Emma's brother, William Coe, became the first resident trader on the atoll. He moved on to another of Emma's stations after several years. In 1891, Queen Emma then gave the islands, as a wedding gift, to Joseph Highly (Sio) and his bride, one of Emma's sisters. The Highly's settled on the Mortlocks, but Joseph died in 1894 from a serious ailment. Highly's widow remarried, becoming Mrs. Calder, and stayed on in the Mortlocks for the next 20 years.

After World War I, the Mortlocks, being part of the former German territory of New Guinea, was taken over by the Australian Expropriation Board. Both Mrs. Calder, and Highly's daughter, Frances (who married a German medical officer, Dr. Bruno Kroening), claimed possesion of the islands. The property tho was awarded to Mrs. Calder, who died in 1931 in the Mortlocks from injuries she received when dynamite she was handling for killing fish exploded. Mrs. Kroening, living at the time at Kieta, Bougainville, inherited Mrs. Calder's interests.

Mr. J. E. (Jock) Goodson, a former plantation inspector of the board, bought the other half of the property for 3,684 pounds in 1927.

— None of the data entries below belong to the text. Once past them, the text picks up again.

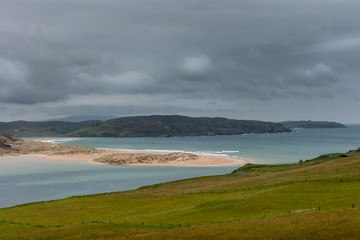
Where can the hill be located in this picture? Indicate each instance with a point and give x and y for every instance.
(173, 125)
(43, 129)
(312, 124)
(315, 199)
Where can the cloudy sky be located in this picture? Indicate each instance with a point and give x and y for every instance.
(244, 59)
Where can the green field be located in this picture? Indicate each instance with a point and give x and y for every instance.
(317, 199)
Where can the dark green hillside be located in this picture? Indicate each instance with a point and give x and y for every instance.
(314, 199)
(38, 129)
(312, 124)
(173, 125)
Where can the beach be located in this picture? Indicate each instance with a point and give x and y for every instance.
(55, 151)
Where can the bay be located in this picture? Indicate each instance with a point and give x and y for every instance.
(29, 179)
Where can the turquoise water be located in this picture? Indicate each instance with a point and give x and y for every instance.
(256, 148)
(29, 179)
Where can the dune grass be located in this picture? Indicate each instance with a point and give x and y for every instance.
(317, 199)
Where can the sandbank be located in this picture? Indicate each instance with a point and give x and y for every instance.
(201, 160)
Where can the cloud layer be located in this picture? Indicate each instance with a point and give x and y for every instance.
(270, 60)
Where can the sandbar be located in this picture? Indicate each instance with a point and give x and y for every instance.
(92, 156)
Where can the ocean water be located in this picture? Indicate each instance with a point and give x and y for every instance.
(29, 179)
(269, 148)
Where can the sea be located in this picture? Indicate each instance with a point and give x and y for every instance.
(32, 179)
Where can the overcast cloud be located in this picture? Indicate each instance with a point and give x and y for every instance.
(267, 59)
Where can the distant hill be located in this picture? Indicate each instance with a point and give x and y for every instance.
(82, 118)
(43, 129)
(312, 124)
(174, 125)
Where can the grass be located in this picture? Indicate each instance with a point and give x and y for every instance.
(316, 199)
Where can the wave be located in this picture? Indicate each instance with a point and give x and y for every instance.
(60, 140)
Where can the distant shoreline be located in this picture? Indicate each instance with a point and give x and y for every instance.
(200, 161)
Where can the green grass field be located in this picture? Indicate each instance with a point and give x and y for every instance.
(317, 199)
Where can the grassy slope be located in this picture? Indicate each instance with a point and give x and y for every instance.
(216, 207)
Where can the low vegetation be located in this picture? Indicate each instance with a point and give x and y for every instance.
(142, 126)
(145, 158)
(315, 199)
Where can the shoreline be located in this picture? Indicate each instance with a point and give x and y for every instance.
(200, 161)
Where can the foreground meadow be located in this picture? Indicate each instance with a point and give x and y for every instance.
(317, 199)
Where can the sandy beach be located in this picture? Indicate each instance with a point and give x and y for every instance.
(202, 160)
(54, 151)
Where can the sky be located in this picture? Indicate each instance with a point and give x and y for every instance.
(271, 60)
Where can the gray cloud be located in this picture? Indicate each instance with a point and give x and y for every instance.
(185, 55)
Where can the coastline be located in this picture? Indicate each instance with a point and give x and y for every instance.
(200, 161)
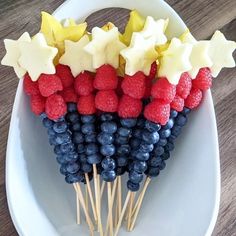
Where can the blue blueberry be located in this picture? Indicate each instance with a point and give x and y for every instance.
(135, 177)
(151, 126)
(108, 175)
(88, 118)
(149, 137)
(105, 138)
(129, 122)
(94, 159)
(132, 186)
(88, 128)
(78, 137)
(107, 150)
(140, 166)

Mr Goodson lived in the Mortlocks for the next 9 years, sailing to Rabaul every few months in his ketch, the Marqueen, to sell copra and buy supplies.

Low copra prices and other difficulties forced Mr. Goodson to sell out in 1936 to Burns Philp and Company Ltd., which ran the property for the next 30 years.

During World War II, the Japanese bombed the coconut groves on the Mortlocks for no apparent reason, but little damage was done and no one was injured.

In 1966, Burns Philp relinquished its interest in the Mortlocks. Mrs. Kroening who still had her interest in the property, was now working the property in association with the islanders.